Quite predictably, most of the United States is currently in an uproar over North Korea’s maybe-it-was-a-success-or-maybe-not nuclear weapon test a few days ago. Newsweek has a story about “[t]he weird and scary saga of how an isolated, bankrupt nation went nuclearâand how the United States failed to stop it.” CNN reports that the UN has sent a “clear, strong” message to North Korea by voting to enact sanctions (given the UN’s history, the “clear, strong” message is probably something like “Stop! Or we’ll say stop again!”). MSNBC is a little more realistic in reporting that the sanctions will probably be pretty difficult to enforce.
By the way, the Newsweek article is a good read, even if I don’t agree with all the conclusions.
Now, let’s get a few things straight here:
- North Korea is not anywhere my list of “Top 150 Nations I’d Like To See With Nuclear Weapons.”
- The UN, being the useless, anemic waste of effort that it is, is not going to solve this problem.
- The United States didn’t “fail to stop” North Korea from getting to this point.
- It’s not the responsibility of the UN or the US to tell country X “you can’t have that”, as much as we’d like for it to be.
- Matter of fact, nobody is probably going to come up with a way to separate North Korea from its nuclear weapons, shy of a all-out invasion.
- The nuclear cat is out of the proverbial bag.
Nuclear weapons are nasty, nasty things … but then again, most weapons are hardly something you’d consider to be nice. Weapons are intended to kill people, and we can’t overlook that crucial fact. Given that, while the policy of trying to prevent other countries from obtaining or manufacturing nuclear weapons is flawed, and will ultimately fail, though the intention is admirable.
Think about it … would the US (or any other country or group of countries) have been able to prevent the spread of the technology necessary to produce military aircraft, or even jet-powered military aircraft? What about ironclads and armored naval ships? Missiles? Bombs? Cannons? Machine guns?
Heck no. Each of those concepts mentioned above represented a quantum leap, so to speak, in military technology, and made it possible to kill more people faster … and initially gave a significant advantage to the countries who had the technology. Eventually, though, everybody (in a general sense) got that technology, and the playing field became a bit more level. It will be the same with nuclear weapons. The idea that we can enforce peace by restricting new military technology to the US and a few other world powers is stupid, stupid, stupid. It will not will not work.
It wouldn’t have worked in the late 1940s with jet aircraft, and it certainly isn’t going to work in the internet age.
Make no mistake … as I said earlier, the nuclear cat is out of the proverbial bag. The playing field is being leveled as we speak.
The fact of the matter was, when Pakistan conducted successful nuclear tests in 1998, the cat was out of the bag. Now that North Korea appears to have done the same (and if they haven’t, then they are most certainly close), along with Iran’s continued pursuit of the same goal demonstrates that the cat isn’t just out of the bag, he’s exited the building.

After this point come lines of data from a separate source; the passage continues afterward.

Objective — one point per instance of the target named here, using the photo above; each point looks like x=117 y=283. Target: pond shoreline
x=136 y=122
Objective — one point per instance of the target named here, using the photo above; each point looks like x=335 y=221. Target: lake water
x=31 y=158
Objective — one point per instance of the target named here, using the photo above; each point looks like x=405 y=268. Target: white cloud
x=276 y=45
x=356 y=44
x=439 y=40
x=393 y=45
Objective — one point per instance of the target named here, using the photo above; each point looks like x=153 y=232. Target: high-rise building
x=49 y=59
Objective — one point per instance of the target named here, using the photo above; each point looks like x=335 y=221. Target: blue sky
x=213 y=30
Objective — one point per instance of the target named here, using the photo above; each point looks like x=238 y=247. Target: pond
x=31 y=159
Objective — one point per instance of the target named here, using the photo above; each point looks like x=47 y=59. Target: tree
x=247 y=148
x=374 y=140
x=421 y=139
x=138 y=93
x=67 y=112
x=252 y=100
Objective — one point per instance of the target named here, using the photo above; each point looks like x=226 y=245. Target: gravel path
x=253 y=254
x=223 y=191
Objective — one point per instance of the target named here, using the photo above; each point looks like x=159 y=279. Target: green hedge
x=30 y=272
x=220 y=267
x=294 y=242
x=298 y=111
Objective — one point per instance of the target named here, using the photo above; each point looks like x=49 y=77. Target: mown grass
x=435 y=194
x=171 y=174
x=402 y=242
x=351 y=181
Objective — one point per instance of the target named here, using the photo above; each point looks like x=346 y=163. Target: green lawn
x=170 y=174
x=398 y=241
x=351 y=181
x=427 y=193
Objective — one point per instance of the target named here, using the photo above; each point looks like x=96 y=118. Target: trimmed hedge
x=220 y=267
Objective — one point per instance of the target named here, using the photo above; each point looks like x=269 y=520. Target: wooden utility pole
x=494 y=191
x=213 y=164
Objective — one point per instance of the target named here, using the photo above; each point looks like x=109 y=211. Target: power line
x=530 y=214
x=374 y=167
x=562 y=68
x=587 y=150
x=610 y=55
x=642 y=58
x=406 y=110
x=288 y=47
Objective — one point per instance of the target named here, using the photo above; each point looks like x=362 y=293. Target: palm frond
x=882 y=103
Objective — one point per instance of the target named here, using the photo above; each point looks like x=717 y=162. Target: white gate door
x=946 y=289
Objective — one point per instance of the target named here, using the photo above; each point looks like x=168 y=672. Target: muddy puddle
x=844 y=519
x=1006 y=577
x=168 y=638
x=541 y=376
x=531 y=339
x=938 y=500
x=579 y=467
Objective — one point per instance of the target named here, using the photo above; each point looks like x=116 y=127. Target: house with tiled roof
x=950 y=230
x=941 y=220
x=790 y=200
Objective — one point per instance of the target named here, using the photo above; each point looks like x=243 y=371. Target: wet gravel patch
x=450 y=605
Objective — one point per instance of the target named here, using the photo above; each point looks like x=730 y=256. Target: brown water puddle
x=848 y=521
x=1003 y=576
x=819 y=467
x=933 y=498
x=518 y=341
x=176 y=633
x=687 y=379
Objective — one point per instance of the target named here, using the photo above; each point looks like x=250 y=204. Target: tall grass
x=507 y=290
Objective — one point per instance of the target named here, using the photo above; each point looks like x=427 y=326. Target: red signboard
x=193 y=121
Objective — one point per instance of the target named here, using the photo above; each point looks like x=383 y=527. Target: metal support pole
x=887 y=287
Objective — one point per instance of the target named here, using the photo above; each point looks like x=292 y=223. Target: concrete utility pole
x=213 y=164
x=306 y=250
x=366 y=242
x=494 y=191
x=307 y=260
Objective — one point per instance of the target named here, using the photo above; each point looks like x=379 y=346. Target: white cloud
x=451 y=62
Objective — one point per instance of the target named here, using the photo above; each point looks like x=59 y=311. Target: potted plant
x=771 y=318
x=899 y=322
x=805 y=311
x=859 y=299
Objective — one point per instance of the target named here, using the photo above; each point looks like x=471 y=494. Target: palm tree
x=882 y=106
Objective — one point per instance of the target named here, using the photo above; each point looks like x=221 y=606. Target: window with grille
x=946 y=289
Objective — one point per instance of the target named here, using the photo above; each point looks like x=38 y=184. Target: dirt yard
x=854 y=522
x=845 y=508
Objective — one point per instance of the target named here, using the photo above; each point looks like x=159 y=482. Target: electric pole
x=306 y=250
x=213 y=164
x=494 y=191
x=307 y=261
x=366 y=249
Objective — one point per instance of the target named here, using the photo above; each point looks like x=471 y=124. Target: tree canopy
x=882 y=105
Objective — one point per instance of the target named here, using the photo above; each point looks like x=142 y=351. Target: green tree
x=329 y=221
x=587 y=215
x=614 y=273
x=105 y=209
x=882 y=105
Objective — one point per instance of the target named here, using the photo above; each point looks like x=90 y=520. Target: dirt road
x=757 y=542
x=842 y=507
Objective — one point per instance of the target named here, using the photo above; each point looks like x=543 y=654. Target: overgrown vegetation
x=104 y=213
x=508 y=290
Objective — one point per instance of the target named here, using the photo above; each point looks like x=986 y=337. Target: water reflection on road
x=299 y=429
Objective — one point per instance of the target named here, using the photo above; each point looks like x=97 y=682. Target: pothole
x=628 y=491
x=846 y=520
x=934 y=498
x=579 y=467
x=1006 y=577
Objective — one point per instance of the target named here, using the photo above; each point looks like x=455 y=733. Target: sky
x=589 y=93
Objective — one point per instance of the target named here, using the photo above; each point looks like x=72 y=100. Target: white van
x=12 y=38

It is time to switch strategies. We’re not going to deter North Korea with sanctions. Even if we bomb the living daylights out of everything contained within its miserable borders, the knowledge will escape and head somewhere else. Even if country X doesn’t get the technology from North Korea or Iran, it will come from somewhere. The knowledge is out there.
It is time to recognize that we live in a world where the risk of having nuclear weapons of some variety being used against us is getting higher every day, and take that knowledge and begin to plan how we will deal with it. We need to take measures to mitigate the threat. It’s a scary thought, and a scary world, but hiding from the truth will do nothing to change it. We must face it, and keep on living.
Long-range jet aircraft capable of delivering bombs long distances made the world a scarier place. So did long-range ballistic missiles. But, we lived on. It’s not a lot of fun to think that Kim Jong Il could pass on some sort of nuclear device to terrorists, who might detonate it in Chicago or Atlanta. It’s a far-fetched idea, but it could happen. But one way or the other, we will continue to live.